Answer: (c). B-lymphocytes produce antibodies, so they drive humoral immunity. Option (a) is wrong because innate immunity is non-specific and inborn; (b) is wrong because vaccines give active immunity; (d) is wrong because IgG (not IgM) crosses the placenta.
Notice how every wrong option is built from a classic confusion listed in the previous section — that is why those distinctions are worth over-learning.
Quick revision
- Innate immunity: inborn, non-specific, no memory (skin, HCl, phagocytes, interferons).
- Acquired immunity: developed in life, specific, has memory; B-cells (antibodies) and T-cells (cell-mediated).
- Active: body makes antibodies, slow, lasting (disease recovery, vaccine). Passive: antibodies received, fast, short (mother's milk, antiserum).
- Antibodies (Ig): IgG (most, placenta), IgA (secretions), IgM (first), IgE (allergy), IgD (B-cell receptor).
- Vaccine: weakened/killed antigen → memory cells; Jenner 1796, smallpox; BCG-TB, OPV-polio, DPT, MMR.
- Herd immunity: high coverage protects even the unvaccinated; basis of eradication drives.
Frequently asked questions
What is the difference between innate and acquired immunity?
Innate immunity is present from birth, acts the same against all pathogens (non-specific) and has no memory. Acquired immunity develops after exposure to a specific pathogen or vaccine, is highly specific, and remembers the pathogen for a faster future response.

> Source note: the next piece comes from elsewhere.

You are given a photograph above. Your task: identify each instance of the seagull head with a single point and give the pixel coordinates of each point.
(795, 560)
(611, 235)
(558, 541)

Does a vaccine give active or passive immunity?
A vaccine gives artificially acquired active immunity. It introduces a weakened or killed antigen so the body makes its own antibodies and memory cells, providing long-lasting protection.
Which antibody is the first to be produced during an infection?
IgM is the first antibody produced during an infection. It is the largest immunoglobulin. IgG, which appears later, is the most abundant and the only one that crosses the placenta.
Who developed the first vaccine and against which disease?
Edward Jenner developed the first vaccine in 1796 against smallpox, using material from cowpox. The word vaccine comes from vacca, the Latin for cow. Smallpox was declared eradicated by the WHO in 1980.
What is herd immunity?
Herd immunity is when a large fraction of a population becomes immune through vaccination or infection, which slows disease spread and indirectly protects those who are not immune. It is the scientific basis of mass-immunisation campaigns.